四球攻めとの知られざる苦闘…なぜ大谷翔平は本塁打王を獲得できなかったのか
満員のTーモバイルパーク。七回2死走者なしで、エンゼルスの大谷翔平が打席へ。それまでの4打席は、敬遠が2度。今季最後の打席は点差も開いていたことから、ようやく勝負してもらえたが、高めのボール球に手を出し、中途半端なスイングで空振り三振。初回、右翼席へ46号を放ち、ひょっとしたらーーという期待を抱かせたが、後が続かなかった。 結局、ア・リーグの本塁打王は最終戦でブラディミール・ゲレーロJr.(ブルージェイズ)が一発を放ち、サルバドール・ペレス(ロイヤルズ)と48本で分けあった。しかし、大谷がア・リーグのMVP(最優秀選手)を受賞することは確実視されており、もはや注目は満票なるかどうか。出来ればそこにタイトルで華を添えたいところだったが。

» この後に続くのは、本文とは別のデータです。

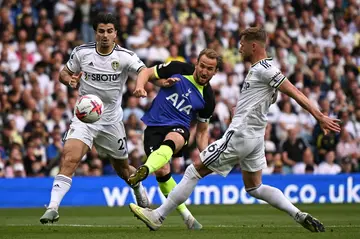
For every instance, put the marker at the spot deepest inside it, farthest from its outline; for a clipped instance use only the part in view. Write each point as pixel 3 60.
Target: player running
pixel 243 142
pixel 102 69
pixel 168 120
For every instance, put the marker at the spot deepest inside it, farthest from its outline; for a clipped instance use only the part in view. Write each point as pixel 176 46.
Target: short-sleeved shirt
pixel 181 103
pixel 257 94
pixel 104 76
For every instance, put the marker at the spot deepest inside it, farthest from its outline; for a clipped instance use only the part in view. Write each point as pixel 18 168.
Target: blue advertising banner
pixel 112 191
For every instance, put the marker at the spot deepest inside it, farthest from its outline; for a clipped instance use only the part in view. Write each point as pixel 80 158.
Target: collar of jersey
pixel 104 54
pixel 192 80
pixel 268 58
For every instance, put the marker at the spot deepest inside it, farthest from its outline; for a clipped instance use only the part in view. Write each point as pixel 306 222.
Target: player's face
pixel 105 35
pixel 205 69
pixel 245 49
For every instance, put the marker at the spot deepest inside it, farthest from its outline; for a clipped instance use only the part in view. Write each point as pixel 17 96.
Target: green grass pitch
pixel 219 221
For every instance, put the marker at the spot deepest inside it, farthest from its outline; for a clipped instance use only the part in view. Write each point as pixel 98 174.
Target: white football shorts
pixel 109 140
pixel 231 149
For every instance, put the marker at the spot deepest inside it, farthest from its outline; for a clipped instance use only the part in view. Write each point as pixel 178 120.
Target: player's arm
pixel 326 123
pixel 203 118
pixel 65 76
pixel 160 75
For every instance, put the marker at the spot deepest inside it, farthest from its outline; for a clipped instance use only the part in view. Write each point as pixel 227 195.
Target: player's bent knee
pixel 255 192
pixel 73 152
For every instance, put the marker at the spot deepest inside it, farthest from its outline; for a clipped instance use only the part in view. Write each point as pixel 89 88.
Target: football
pixel 89 108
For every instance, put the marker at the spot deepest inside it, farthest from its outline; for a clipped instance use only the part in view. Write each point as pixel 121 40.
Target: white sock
pixel 61 186
pixel 185 213
pixel 138 189
pixel 274 197
pixel 181 192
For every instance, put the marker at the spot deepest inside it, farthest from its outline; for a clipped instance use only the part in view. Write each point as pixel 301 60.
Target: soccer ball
pixel 89 108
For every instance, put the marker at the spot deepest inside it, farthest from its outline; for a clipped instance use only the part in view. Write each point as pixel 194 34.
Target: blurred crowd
pixel 316 44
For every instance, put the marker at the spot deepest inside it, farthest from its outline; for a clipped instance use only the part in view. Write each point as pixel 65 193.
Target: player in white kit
pixel 243 142
pixel 102 69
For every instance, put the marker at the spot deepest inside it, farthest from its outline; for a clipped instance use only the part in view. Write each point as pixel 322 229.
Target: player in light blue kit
pixel 168 119
pixel 243 142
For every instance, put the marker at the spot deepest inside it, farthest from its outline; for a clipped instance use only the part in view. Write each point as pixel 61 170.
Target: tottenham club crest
pixel 115 65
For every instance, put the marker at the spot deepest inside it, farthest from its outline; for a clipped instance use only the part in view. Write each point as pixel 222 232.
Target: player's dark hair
pixel 254 34
pixel 105 18
pixel 212 54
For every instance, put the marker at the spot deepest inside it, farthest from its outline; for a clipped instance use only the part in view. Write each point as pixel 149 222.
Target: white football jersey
pixel 258 92
pixel 104 76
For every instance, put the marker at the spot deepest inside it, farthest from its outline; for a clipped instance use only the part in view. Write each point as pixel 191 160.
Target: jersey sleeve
pixel 168 69
pixel 205 114
pixel 273 76
pixel 73 64
pixel 135 64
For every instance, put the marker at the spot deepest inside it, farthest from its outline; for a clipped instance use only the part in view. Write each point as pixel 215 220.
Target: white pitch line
pixel 209 226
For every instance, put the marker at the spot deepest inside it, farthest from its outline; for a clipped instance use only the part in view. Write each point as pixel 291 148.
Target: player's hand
pixel 170 82
pixel 328 124
pixel 140 92
pixel 75 79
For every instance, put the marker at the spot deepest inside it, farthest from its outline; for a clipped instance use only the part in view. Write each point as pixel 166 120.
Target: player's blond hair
pixel 254 34
pixel 212 54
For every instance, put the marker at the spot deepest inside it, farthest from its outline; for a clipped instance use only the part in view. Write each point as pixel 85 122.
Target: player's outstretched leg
pixel 157 159
pixel 277 199
pixel 167 184
pixel 309 222
pixel 74 150
pixel 124 170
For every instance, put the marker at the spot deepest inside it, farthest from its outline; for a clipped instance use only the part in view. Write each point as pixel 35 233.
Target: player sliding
pixel 168 119
pixel 243 142
pixel 105 67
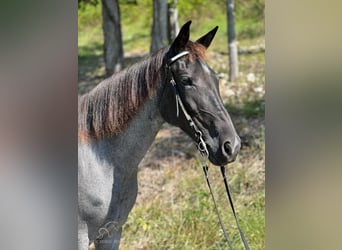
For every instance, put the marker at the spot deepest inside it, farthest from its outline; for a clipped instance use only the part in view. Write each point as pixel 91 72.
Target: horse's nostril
pixel 228 148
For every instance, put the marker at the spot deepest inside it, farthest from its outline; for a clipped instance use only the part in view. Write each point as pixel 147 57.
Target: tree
pixel 232 44
pixel 160 25
pixel 112 47
pixel 173 20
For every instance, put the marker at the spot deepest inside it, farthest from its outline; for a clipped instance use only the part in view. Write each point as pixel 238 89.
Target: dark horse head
pixel 198 88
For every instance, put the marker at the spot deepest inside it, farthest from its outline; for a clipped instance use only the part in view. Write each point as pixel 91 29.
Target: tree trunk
pixel 173 20
pixel 160 25
pixel 232 44
pixel 112 47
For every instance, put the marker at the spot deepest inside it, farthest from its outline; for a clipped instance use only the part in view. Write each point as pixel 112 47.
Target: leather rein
pixel 202 147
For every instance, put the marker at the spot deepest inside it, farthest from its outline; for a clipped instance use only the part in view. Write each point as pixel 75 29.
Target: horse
pixel 119 119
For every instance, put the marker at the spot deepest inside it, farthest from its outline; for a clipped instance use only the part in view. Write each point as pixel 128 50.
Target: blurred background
pixel 174 209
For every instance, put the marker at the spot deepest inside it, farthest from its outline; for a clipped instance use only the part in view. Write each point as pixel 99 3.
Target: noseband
pixel 202 147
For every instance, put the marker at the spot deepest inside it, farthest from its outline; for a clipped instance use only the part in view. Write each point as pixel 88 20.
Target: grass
pixel 177 212
pixel 182 216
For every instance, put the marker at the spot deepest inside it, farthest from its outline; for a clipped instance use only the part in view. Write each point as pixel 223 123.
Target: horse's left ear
pixel 181 40
pixel 207 38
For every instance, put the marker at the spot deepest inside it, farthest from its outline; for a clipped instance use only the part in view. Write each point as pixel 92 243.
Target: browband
pixel 176 57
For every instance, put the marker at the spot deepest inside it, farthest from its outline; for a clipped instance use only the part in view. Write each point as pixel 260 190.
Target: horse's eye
pixel 186 81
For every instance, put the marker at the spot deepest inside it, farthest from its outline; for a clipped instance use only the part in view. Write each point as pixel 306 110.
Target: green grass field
pixel 174 209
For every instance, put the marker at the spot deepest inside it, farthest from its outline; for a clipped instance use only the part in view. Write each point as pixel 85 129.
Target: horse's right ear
pixel 181 40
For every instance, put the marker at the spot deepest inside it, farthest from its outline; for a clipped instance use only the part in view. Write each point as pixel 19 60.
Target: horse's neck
pixel 128 148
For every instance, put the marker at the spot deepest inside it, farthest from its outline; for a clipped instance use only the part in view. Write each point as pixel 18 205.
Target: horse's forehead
pixel 198 66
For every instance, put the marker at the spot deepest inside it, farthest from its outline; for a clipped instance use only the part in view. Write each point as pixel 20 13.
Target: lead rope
pixel 201 145
pixel 223 172
pixel 205 169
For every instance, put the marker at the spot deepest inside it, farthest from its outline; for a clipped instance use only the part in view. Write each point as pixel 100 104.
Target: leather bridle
pixel 202 147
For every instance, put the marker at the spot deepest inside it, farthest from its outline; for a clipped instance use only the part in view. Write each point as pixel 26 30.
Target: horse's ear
pixel 207 38
pixel 183 37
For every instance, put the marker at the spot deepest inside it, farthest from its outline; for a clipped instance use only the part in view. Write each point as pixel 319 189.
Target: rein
pixel 202 147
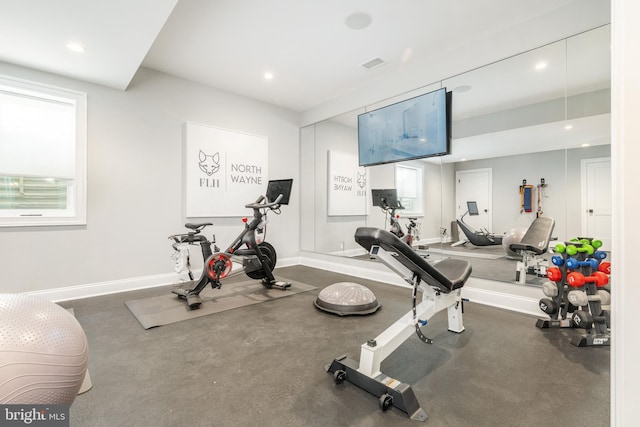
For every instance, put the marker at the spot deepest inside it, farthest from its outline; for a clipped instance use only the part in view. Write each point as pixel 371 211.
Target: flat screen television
pixel 412 129
pixel 279 186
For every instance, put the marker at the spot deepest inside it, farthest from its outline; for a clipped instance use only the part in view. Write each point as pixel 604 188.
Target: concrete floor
pixel 265 365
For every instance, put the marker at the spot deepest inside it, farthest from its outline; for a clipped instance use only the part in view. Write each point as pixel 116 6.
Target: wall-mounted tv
pixel 412 129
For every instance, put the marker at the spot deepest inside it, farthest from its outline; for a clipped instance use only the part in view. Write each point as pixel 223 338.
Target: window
pixel 43 143
pixel 409 187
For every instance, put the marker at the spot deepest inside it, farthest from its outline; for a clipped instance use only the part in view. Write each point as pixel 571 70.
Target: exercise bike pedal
pixel 193 301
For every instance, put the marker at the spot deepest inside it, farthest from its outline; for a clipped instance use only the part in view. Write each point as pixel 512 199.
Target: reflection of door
pixel 596 199
pixel 474 185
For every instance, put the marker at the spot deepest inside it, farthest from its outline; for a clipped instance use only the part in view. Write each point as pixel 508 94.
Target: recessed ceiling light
pixel 358 21
pixel 462 88
pixel 75 47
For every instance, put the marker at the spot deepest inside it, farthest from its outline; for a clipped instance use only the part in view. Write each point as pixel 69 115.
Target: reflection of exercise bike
pixel 388 201
pixel 257 257
pixel 476 237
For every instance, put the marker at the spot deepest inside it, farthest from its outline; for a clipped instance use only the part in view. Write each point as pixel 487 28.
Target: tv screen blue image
pixel 412 129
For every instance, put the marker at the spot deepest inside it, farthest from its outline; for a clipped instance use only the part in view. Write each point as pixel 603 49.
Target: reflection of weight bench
pixel 534 243
pixel 476 238
pixel 440 285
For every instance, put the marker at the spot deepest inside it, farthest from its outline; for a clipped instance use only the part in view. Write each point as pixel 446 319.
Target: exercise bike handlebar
pixel 260 203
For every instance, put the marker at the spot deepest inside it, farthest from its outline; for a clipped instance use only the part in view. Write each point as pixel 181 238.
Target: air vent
pixel 374 63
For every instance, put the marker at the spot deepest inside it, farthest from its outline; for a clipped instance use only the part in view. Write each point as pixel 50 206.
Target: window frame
pixel 76 211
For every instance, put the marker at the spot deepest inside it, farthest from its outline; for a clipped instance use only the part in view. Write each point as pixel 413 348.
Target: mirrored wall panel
pixel 530 137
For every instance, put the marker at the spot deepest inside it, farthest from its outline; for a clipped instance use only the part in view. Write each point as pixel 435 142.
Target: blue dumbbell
pixel 573 263
pixel 600 255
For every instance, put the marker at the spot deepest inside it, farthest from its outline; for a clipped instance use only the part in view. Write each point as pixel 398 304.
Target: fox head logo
pixel 209 164
pixel 361 179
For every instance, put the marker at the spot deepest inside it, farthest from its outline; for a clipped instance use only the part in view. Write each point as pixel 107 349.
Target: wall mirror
pixel 540 115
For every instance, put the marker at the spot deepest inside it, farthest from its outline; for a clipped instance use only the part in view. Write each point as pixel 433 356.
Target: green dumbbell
pixel 573 249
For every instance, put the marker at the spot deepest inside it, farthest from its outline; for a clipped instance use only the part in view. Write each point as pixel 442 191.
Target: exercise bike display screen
pixel 385 198
pixel 472 207
pixel 277 187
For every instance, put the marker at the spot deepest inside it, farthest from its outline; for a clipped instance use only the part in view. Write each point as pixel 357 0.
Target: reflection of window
pixel 42 154
pixel 409 187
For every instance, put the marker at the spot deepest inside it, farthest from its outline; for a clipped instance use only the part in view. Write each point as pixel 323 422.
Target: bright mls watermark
pixel 34 415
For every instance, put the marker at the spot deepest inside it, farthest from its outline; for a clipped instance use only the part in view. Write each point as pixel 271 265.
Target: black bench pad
pixel 447 275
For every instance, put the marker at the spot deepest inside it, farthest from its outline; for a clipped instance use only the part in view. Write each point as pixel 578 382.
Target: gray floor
pixel 265 365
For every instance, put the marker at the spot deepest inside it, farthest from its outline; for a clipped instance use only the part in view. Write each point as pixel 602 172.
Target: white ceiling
pixel 314 57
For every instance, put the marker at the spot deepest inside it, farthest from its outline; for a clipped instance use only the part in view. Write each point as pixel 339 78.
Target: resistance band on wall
pixel 541 195
pixel 526 196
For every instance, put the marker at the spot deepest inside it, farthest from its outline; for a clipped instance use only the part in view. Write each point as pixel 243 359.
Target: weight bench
pixel 533 245
pixel 440 284
pixel 477 238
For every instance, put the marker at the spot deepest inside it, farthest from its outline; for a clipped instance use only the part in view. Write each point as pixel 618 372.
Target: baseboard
pixel 124 285
pixel 497 294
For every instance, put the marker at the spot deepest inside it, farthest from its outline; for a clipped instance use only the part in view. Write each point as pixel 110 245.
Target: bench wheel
pixel 385 401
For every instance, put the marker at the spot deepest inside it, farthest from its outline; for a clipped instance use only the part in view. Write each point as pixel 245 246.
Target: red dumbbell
pixel 605 267
pixel 576 279
pixel 554 274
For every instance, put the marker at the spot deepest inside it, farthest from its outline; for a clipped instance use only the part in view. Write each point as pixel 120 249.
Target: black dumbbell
pixel 548 306
pixel 582 319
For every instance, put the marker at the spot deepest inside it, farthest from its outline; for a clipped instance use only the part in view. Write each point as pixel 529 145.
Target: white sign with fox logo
pixel 347 186
pixel 224 170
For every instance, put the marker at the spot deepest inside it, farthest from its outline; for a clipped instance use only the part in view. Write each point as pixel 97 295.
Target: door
pixel 596 199
pixel 474 185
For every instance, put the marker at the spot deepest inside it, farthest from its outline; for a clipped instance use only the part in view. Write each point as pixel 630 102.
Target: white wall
pixel 625 369
pixel 135 188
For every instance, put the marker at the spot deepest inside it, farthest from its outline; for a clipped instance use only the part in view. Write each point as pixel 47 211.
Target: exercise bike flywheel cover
pixel 347 298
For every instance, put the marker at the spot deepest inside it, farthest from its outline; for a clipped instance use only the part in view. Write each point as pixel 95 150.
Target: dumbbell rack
pixel 556 304
pixel 577 280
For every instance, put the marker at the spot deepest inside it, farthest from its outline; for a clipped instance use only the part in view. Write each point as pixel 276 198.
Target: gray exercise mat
pixel 166 309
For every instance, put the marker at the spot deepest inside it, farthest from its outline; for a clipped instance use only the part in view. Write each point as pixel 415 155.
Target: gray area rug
pixel 167 308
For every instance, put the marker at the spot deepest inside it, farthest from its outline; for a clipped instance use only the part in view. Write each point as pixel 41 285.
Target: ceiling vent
pixel 374 63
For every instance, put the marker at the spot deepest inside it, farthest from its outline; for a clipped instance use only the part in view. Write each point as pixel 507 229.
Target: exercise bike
pixel 257 257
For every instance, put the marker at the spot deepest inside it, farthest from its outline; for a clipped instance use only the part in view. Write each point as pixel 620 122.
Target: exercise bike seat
pixel 446 275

リアル二刀流実現のきっかけとなった4月4日のWソックス戦
歴史的なーーと形容することに異論はない。何もかもが規格外の1年。3月21日のパドレス戦で初めて投手として打席に立ったとき、「シーズンでもしかしたらやる可能性もあるので、ぶっつけ本番でやるよりは、開幕前にやっぱりやったほうが良いよねっていう感じ」と軽い感じで意図を明かした大谷だが、すでに方針は固まっていた。 出来るのか? という声を封じたのは4月4日の初登板(ホワイトソックス戦)。大谷は1打席目にライトスタンドへ打球を運び、そのときのバットの音は、右翼ポールに近い記者席にまで轟いた。 先日、大谷についての総括会見を行ったジョー・マドン監督は、「あの一振りで空気が変わった」と振り返り、こう続けた。 「あの頃は、まだ本当に二刀流として出来るのか? という懐疑的な見方があった。しかし、あれからみんな、彼なら出来ると信じるようになった」。 とはいえ、ここまでのシーズンを送るとは、誰も予想していなかった。しかも、本塁打のタイトル争いを終盤まで牽引するとは。 流れを改めて振り返ると、大谷が両リーグを通じて本塁打で単独トップに立ったのは6月29日のこと。前半を終えて33本とし、2位のゲレーロに5本差をつけて折り返した。 ところが、8月に入ってペースダウン。9月12日、まずはゲレーロJr.に、15日にはペレスに44本で並ばれ、その後、ライバルが本数を伸ばしたのに対して大谷は21日に45本目を打ってから足踏み。最終戦の一発は、実に11試合ぶりだった。 期待が高すぎるがゆえ、失速と映った面も否定できないが、何があったのか。 まず、ペレスとゲレーロが驚異的なペースで本塁打を重ねたことは否定できない。 ペレスは8月25日の試合から5試合連続本塁打を記録するなど、25日から9月5日までの11試合で8本塁打を放ち、大谷をハイペースで追い上げた。一時調子を崩したゲレーロも9月6日からの9試合で6本塁打をマークし、大谷を捉えた 。特にペレスは、後半だけで27本塁打。神がかっていた。